Westworld received decidedly mixed reviews upon release in the mid-1970s. Newsweek's Paul D Zimmerman wanted the film to go further than it did, noting "What's the point of fantasy if it's rated PG?"  Meanwhile, Pauline Kael assessed the film "moderately entertaining."   Audiences were more enthusiastic, and today the film is considered a genre classic.

Uniquely, Crichton returned to the narrative template of Westworld while fashioning his most famous novel (later a movie), Jurassic Park.  In that instance, another high-tech amusement park also fell prey to a rebellion by its denizens: genetically-engineered dinosaurs.

"The best amusement park in the world...."


Westworld opens with a TV commercial that promotes the concept of the amusement park Delos to future clients.  

Here, in this world, you can escape complex reality and live another life all together.  

In Western World, Roman World (a place of "sensual, relaxed morality"), and Medieval World, visitors can indulge their most elaborate fantasies all while interacting with robots programmed to act, talk and even "bleed" just like humans.  You can kill, or fuck, for sport.

When the commercial's spokesmen interviews visitors to Delos, they enthuse about the amusement park, noting that it is "the realest" thing they have ever done.  One senior citizen raves about having played "sheriff" in Westworld for a week.  Another client, a woman, blushes at her memories of Roman World.

After the advert ends, and a hover craft lands at Delos, two visitors to the park, the macho John (James Brolin) and the neurotic Peter (Richard Benjamin) choose Western World as their "world of choice" and are shuttled by tram to a re-created town mimicking conditions in the American West of 1880.  

In short order the pair indulges in whoring and gunfights..and even murder.   On two successive occasions, Peter is confronted by a bald, dressed-in-black Gunslinger (Brynner), an android who seems to have it in for him.  And in both instances,  Peter bloodily guns the robot down.

While John and Peter enjoy their week in Westworld, the scientists tasked with overseeing the vast Delos grounds toil in subterranean environs to repair and service hundreds of androids.  A new concern soon arises.  Android breakdowns are on the rise, almost as though an infectious disease is passing from one android to another.  The scientists watch concerned as android behavior begins to turn...rebellious

Instead of shutting down the park, the scientists opt to continue observing.

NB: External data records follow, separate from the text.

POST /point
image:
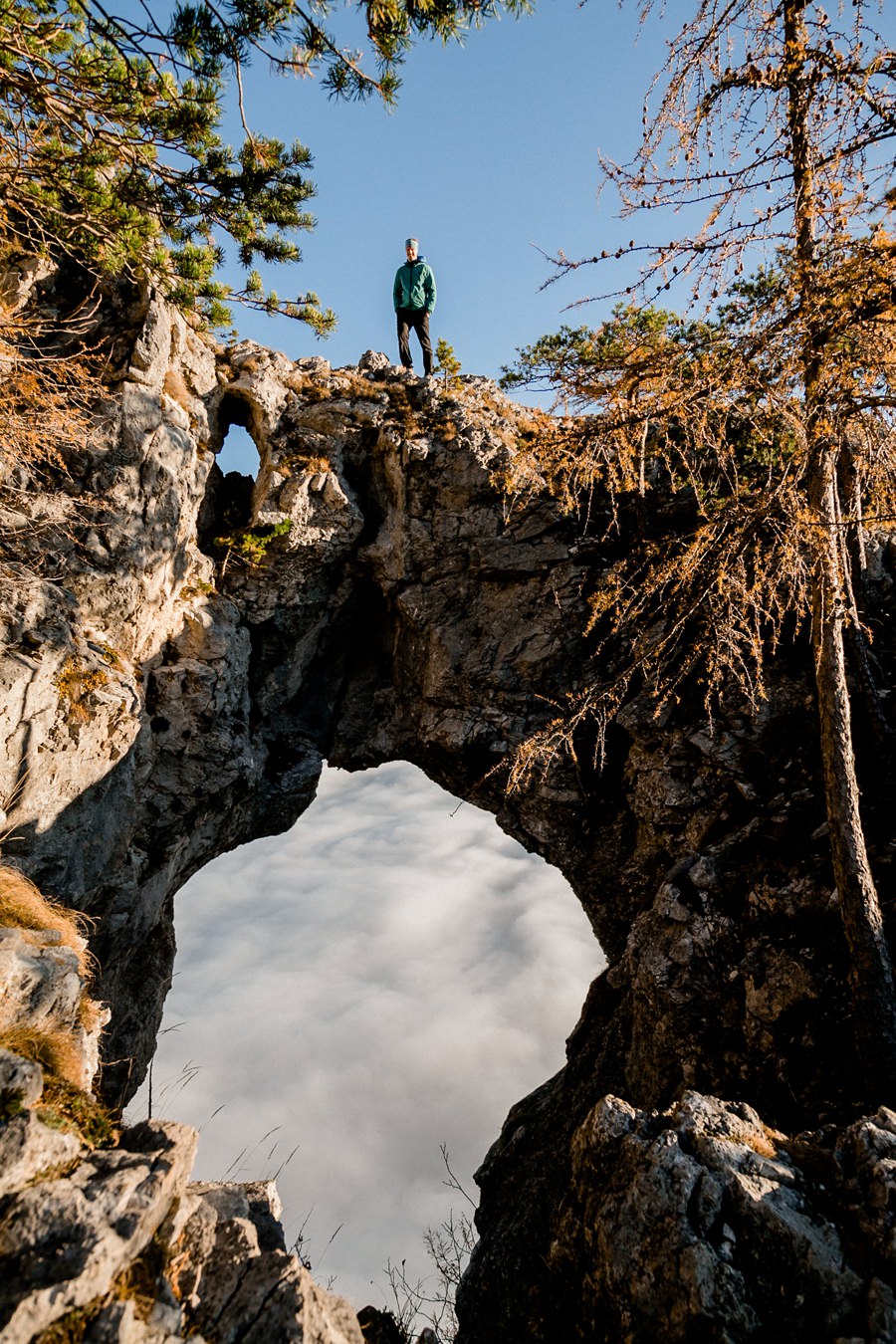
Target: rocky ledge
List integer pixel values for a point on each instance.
(200, 642)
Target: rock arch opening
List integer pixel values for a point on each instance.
(388, 976)
(231, 480)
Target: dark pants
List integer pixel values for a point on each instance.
(418, 320)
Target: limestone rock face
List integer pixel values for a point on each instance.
(115, 1244)
(204, 640)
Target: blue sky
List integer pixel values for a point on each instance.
(394, 974)
(391, 976)
(489, 156)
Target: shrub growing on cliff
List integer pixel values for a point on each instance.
(774, 118)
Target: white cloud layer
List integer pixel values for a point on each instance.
(388, 976)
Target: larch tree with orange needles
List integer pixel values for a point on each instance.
(772, 133)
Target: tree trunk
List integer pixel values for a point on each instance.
(869, 964)
(871, 968)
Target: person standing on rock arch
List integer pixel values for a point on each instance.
(414, 299)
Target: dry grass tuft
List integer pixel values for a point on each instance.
(77, 683)
(55, 1048)
(23, 906)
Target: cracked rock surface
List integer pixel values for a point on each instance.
(204, 641)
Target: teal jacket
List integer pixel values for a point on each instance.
(414, 287)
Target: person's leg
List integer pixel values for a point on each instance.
(422, 327)
(403, 337)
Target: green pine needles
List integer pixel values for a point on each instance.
(109, 136)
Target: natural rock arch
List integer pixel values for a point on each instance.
(158, 711)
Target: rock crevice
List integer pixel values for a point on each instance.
(369, 595)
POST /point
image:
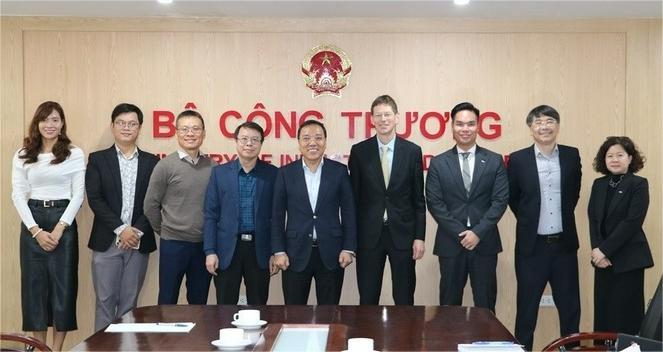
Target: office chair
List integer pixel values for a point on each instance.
(651, 324)
(649, 337)
(589, 341)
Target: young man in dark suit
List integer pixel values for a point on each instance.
(544, 187)
(116, 180)
(314, 242)
(238, 214)
(388, 184)
(467, 193)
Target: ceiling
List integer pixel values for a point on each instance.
(495, 9)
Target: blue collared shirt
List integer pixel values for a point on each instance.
(550, 185)
(247, 189)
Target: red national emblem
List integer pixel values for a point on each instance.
(326, 70)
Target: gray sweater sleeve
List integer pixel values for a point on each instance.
(154, 196)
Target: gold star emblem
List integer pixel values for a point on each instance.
(326, 59)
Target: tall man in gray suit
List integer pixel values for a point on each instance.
(467, 193)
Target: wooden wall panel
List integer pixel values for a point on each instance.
(603, 77)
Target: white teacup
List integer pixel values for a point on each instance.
(231, 335)
(247, 316)
(360, 344)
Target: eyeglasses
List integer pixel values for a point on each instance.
(246, 140)
(186, 129)
(541, 123)
(130, 124)
(307, 139)
(386, 114)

This delay in decisive action proves to be a mistake, since the androids revolt and begin to murder the Delos guests.  In Westworld, the Gunslinger returns one last time, looking to even up the score.  He murders John in a shoot-out.  The machine then sets off on a relentless pursuit of Peter through Roman World and Medieval World.  

A desperate Peter now must utilize every survival instinct and weapon at his disposal (including hydrochloric acid and fire) to survive the machine's endless attacks.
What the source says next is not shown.